8:04pm I’ve lost a lot of my power these past few years. I feel like a different person. When I say I feel like a different person I am not kidding. I feel totally unrecognizable. 



8:05pm my whole ordeal with Voxsriin and all the other beings in my mental reality. I cannot even meditate genuinely anymore. A long time ago it was me inside the body, but now I’m spectating the body and it feels like there is no ‘me’. 



8:08pm I’m just trying to get by in this reality. I have everything I need yes, but I just want my powers restored. I’ve changed. A lot. I suppose I shall just go through the changes. But I literally don’t recognize myself.




8:18pm I think I’m transforming



May 12, 2026


4:21pm during my long nap today there were moments where I was about to float out of my body. But despite me feeling the exit points, I still felt a wall of you will separating me from my out of body experience. But I’m almost there



May 13, 2026


1:41pm I’m not just aware, I’m aware that I’m aware



1:59pm I am both significant and insignificant. And that’s okay.
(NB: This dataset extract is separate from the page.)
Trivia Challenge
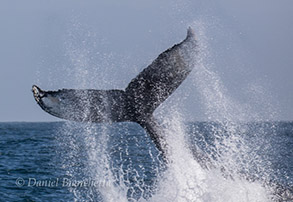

2:59pm I like the word Mindverse. I learned it from this TikToker named King Cassius



May 14, 2026


12:24pm I had a dream I met Madonna . I also had a dream I was back in the mental hospital  



6:15pm I must maintain the physical. No matter what. Until my time in this world comes to a close



May 15, 2026


5:32pm I’m starting to feel like I have no soul.



May 16, 2026


5:24pm this world is a void.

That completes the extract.